Belli ki, eski “başarı hikâyelerinin” anlatıldığı toplantıda yaşanan burukluktan sonra, “iyi” denebilecek bir habere ihtiyaç büyüktü.
(Tabii Şimşek’in neden “örtülü faiz artırımından” daha birkaç dakika önce Erdoğan’ın “kur artışı faiz lobisinin oyunu” açıklamasını tivitlemediğini soracak değiliz.)
***
Cumhurbaşkanı Erdoğan’ın, Merkez Bankası’nın para politikaları üzerinden yürüttüğü polemik, polemik olmaktan çıktı.
Saldırganlaşan üslup, yabancı yatırımcıların alacakları karar nezdinde bir risk faktörüne dönüştü.
Başbakan Davutoğlu’nun rahatsızlığı büyük.
BM toplantısı için gittiği New York’ta bu toplantının bir “bahane” olarak kullanılıp uluslararası bankacılarla yapılan toplantıya katılması, bunun en büyük kanıtı.
Bizim bildiğimiz de bu tür toplantılara başbakanlar katılmaz.
90’lı yıllardan bu yana, Türkiye’nin “ne kadar yatırım yapılabilir bir ülke olduğunu anlatma” ve finans kuruluşlarının sorularını yanıtlama işi her zaman ekonomiyle ilgili bakanların görevi olmuştur.
Bu fasıldan, Davutoğlu’nun Goldman Sachs’ın aralarında yer aldığı 50 kişilik yemekte, Merkez Bankası’nın bağımsız olduğunu açıklaması da Erdoğan’ın tehditlerini temize çekerek yeniden itibar devşirme çabasından başka bir şey değil.

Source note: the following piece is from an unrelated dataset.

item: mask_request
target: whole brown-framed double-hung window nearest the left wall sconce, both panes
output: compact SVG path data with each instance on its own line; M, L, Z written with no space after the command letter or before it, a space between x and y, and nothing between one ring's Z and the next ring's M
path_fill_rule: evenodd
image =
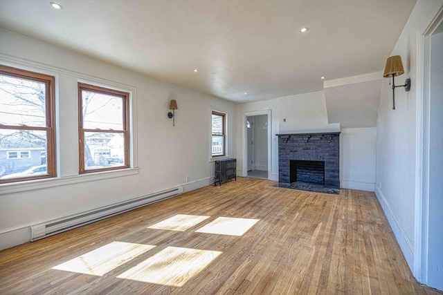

Başbakan, uluslararası fon yöneticilerine, “Merkez, benimle, hükümetle çalışıyor” fotoğrafı vermek istiyor. Bu yanıyla fotoğraf, Davutoğlu ile Erdoğan arasındaki ilişki ve iç siyasi dengeler açısından kritik bir ipucu olabilir. Ama işe yaradığını, yabancı yatırımcıların ikna olduğunu söylemek, o kadar kolay değil.
***
Hatırlar mısınız, dönemin başbakanı Erdoğan, bir süre önce “Siyasi yorumlar yapıyor” diye dönemin kredi derecelendirme kuruluşu Standart and Poors’a (S&P) önce “Eyy S&P...” diye posta atmış, ardından sözleşmenin feshi yoluyla ilişkiyi kesivermişti.
Dahası, “Kendi kredi derecelendirme kuruluşumuzu bile kurarız ne olacak?” deyip Babacan’a “Hazine çalışma yapsın” diye talimat da vermişti Erdoğan. Kimse de Erdoğan’a, bir rating kuruluşu kurmak için önce kuracak olanın sözünün dinlenir olması gerektiğini söylemedi.
Ve böyle üç yıl geçti. Ne bir ses, ne bir nefes...
Ama Erdoğan’ın öfkesi bir türlü dinmedi. Daha bir aylık cumhurbaşkanıyken, “S&P ile ilişkiyi kestik. Bunlar (Moody’s ve Fitch) tavırlarını böyle sürdürürlerse başbakana söylerim; bunlarla da ilişkiyi kes, bize bunlar bir şey kazandırmış değil” demişti.
Anlaşılan Davutoğlu bu sözden pek ikna olmamış.
Yanına iki bakanını almış, kalan rating kuruluşları Türkiye’nin “yatırım yapılabilir ülke” notunu düşürmesin diye uğraşıp duruyor.
Belki, haftaya ABD’ye gideceğini duyuran başdanışmanı Yiğit Bulut başarır, belli mi olur.